The stock market bottomed 9 years ago. The S&P 500 put in a financial-crisis low of 666 on March 6, 2009 – here are the headlines from the darkest days of the crisis.

JPMorgan says the stock market’s most trusted strategy is on its last legs. The “buy the dip” mentality is showing signs of fading, according to Nikolaos Panigirtzoglou, a global market strategist at JPMorgan.

Australia holds rates. The Reserve Bank of Australia held its benchmark interest rate at 1.50% for a 17th straight meeting and singled out household spending as “one continuing source of uncertainty.”

India raises the stake in its trade war for chickpeas.
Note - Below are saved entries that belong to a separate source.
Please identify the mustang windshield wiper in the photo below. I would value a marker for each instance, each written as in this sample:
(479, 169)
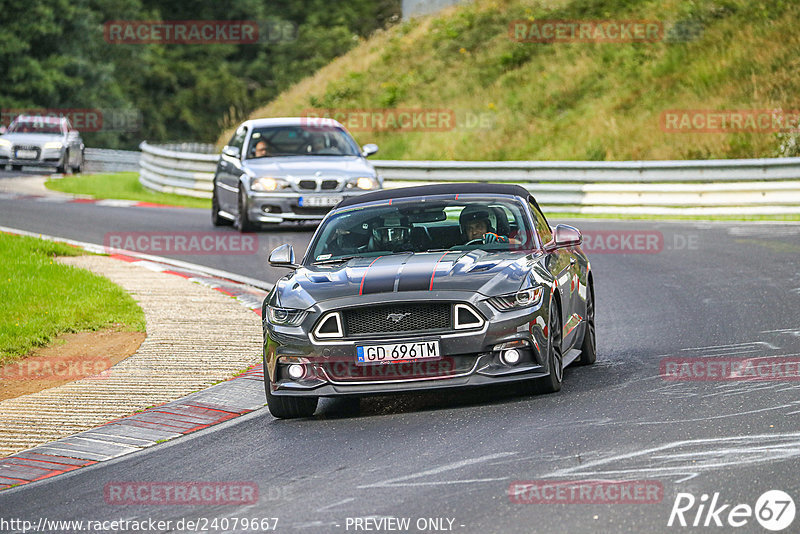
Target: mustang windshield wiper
(335, 260)
(345, 258)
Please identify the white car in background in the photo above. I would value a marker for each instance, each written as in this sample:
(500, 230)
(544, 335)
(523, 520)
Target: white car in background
(36, 141)
(288, 170)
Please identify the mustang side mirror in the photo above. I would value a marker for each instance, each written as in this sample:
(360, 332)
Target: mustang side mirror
(231, 151)
(567, 236)
(368, 150)
(283, 256)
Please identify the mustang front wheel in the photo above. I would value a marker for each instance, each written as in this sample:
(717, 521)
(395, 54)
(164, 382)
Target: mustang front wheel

India has implemented a 60% import tax on chickpeas from Australia and Canada, its third increase in the past three months.

Nordstrom rejects ‘inadequate’ buyout deal from Nordstrom family. A special committee for the board of directors rejected the Nordstrom family’s offer of “$US50 in cash for each share of the company that the family doesn’t own, plus the same price for about 21% of the company that individual family members own,” Reuters reports.

Goldman Sachs is creating a new commodities finance team. The new team, called “commodity finance solutions,” will report to Colleen Foster, the global head of commodities sales, Reuters says.

Stock markets around the world are higher. Hong Kong’s Hang Seng (+2.09%) led the gains in Asia, and Germany’s DAX (+1.09%) is out front in Europe. The S&P 500 is set to open up 0.3% near 2,729.

Earnings reporting picks back up. Target reports ahead of the opening bell, while Ross Stores releases its quarterly results after markets close.

US economic data flows. Factory orders and durable-goods orders will be released at 10 a.m. ET. The US 10-year yield is unchanged at 2.88%.